一次生產環境下的“內存洩露”
一個偶然的機會,發現一個進程使用了超過14G的內存。這個進程是一個RPC server,只是作為中轉,絕對不應該使用這麼多內存的。即使併發量太多,存在內存中的數據太多,那麼在併發減少的情況下,這個內存使用肯定會降下來。但是事實上,這個內存會一直漲,直到被OOM Killer殺掉。
由於這個rpc server的邏輯比較簡單,先走讀源碼,除了發現一些簡單的編程上面的問題外,沒有大的問題。先上valgrind:
valgrind --tool=memcheck --leak-check=full -v ./rpc_server
原來的情況是,一般都會檢查出內存洩露的。這次沒有(否則也不會有本文了):
實際上至少10G的“內存洩露”。既然沒有檢查出,說明這些內存還是活著的。設想一下這個場景:每個請求都new一塊內存,放到一個列表中。正常的話請求處理完需要從這個列表中刪除這塊內存。如果沒有刪除,那麼這就算是內存洩露。但是valgrind檢查不出來。
由於上面這個進程使用了tcmalloc,是不是tcmalloc的問題?我們知道tcmalloc的效率要優於malloc,那麼是不是tcmalloc的問題,如果它一直申請內存,不釋放,就會造成這種”內存洩露“。注意下面一段話:
Releasing Memory Back to the System
By default, tcmalloc will release no-longer-used memory back to the kernel gradually,
over time.
The tcmalloc_release_rate flag controls how quickly this happens.
You can also force a release at a given point in the progam execution like so:
MallocExtension::instance()->ReleaseFreeMemory();
You can also call SetMemoryReleaseRate() to change the tcmalloc_release_rate value
at runtime, or GetMemoryReleaseRate to see what the current release rate is.
簡單翻譯一下,就是tcmalloc將內存交回OS的機制:默認情況下,tcmalloc會將長時間未用的內存交還系統。tcmalloc_release_rate這個flag控制了這個交回頻率。你可以在運行時通過這個語句強制這個release發生:
MallocExtension::instance()->ReleaseFreeMemory();
當然了,你可以通過SetMemoryReleaseRate() 來設置這個tcmalloc_release_rate. 如果設置為0,代表永遠不交回。數字越大代表交回的頻率越大。一般合理的值就是設置一個0 - 10 之間的一個數。也可以通過設置環境變量TCMALLOC_RELEASE_RATE來設置這個rate。 帶著這個懷疑,首先還是通過Google's gpreftools檢查一下heap的使用情況:
1. export HEAPCHECK=draconian
2. export PPROF_PATH=/usr/local/bin/pprof
直接啟動即可。
之所以設置為draconian,因為想得到更詳細的統計信息。更將相信的解釋如下:Flavors of Heap Checking
These are the legal values when running a whole-program heap check:
1. minimal
2. normal
3. strict
4. draconian
"Minimal" heap-checking starts as late as possible in a initialization, meaning you can leak some memory in your initialization routines (that run before main(), say), and not trigger a leak message. If you frequently (and purposefully) leak data in one-time global initializers, "minimal" mode is useful for you. Otherwise, you should avoid it for stricter modes.
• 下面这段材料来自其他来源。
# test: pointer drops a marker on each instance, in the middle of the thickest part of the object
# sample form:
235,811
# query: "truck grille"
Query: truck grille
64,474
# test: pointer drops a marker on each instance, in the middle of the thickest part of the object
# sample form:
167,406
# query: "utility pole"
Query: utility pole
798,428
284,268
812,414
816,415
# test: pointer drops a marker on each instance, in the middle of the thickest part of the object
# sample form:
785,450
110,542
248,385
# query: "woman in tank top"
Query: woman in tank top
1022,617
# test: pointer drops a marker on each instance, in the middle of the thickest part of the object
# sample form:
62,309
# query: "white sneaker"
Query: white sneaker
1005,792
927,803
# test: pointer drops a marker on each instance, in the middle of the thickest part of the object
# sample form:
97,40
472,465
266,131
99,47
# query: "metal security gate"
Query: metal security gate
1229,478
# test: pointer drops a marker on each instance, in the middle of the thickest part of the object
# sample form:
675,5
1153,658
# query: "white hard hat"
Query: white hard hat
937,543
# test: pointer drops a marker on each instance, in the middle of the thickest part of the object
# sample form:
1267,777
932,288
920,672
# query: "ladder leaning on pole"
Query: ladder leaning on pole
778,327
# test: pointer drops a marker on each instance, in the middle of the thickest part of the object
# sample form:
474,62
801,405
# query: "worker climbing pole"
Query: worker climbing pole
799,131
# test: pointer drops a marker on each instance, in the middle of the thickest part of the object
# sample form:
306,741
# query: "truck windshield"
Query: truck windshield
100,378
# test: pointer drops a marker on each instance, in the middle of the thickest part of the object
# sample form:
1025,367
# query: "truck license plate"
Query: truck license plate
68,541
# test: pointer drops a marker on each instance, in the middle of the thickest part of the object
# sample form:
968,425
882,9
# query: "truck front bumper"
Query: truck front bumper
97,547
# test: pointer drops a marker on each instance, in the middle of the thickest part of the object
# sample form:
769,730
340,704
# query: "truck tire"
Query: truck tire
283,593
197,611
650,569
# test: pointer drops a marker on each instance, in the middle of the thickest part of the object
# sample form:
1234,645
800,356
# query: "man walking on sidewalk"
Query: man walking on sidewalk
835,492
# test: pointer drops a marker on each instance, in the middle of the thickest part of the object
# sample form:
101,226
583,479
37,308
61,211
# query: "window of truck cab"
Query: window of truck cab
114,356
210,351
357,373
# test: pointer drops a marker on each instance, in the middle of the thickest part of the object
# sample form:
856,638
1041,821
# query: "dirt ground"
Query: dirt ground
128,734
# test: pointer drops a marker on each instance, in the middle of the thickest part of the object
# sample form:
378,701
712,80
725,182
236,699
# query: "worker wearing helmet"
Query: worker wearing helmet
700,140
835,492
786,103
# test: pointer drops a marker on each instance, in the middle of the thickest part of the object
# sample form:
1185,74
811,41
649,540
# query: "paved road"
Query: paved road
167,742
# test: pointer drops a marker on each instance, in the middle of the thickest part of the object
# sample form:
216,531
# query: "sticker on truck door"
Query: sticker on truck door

"Normal" heap-checking tracks live objects and reports a leak for any data that is not reachable via a live object when the program exits.
"Strict" heap-checking is much like "normal" but has a few extra checks that memory isn't lost in global destructors. In particular, if you have a global variable that allocates memory during program execution, and then "forgets" about the memory in the global destructor (say, by setting the pointer to it to NULL) without freeing it, that will prompt a leak message in "strict" mode, though not in "normal" mode.
"Draconian" heap-checking is appropriate for those who like to be very precise about their memory management, and want the heap-checker to help them enforce it. In "draconian" mode, the heap-checker does not do "live object" checking at all, so it reports a leak unless all allocated memory is freed before program exit. (However, you can use IgnoreObject() to re-enable liveness-checking on an object-by-object basis.)
"Normal" mode, as the name implies, is the one used most often at Google. It's appropriate for everyday heap-checking use.
In addition, there are two other possible modes:
as-is
local
as-is is the most flexible mode; it allows you to specify the various knobs of the heap checker explicitly. local activates the explicit heap-check instrumentation, but does not turn on any whole-program leak checking.
但是很不幸,還是沒有檢查出來:
上面的洩露統計不是預期的,因為“洩露”了至少10G的內存了。
那麼還是強制的釋放不用的buffer吧:
MallocExtension::instance()->ReleaseFreeMemory();
問題解決了。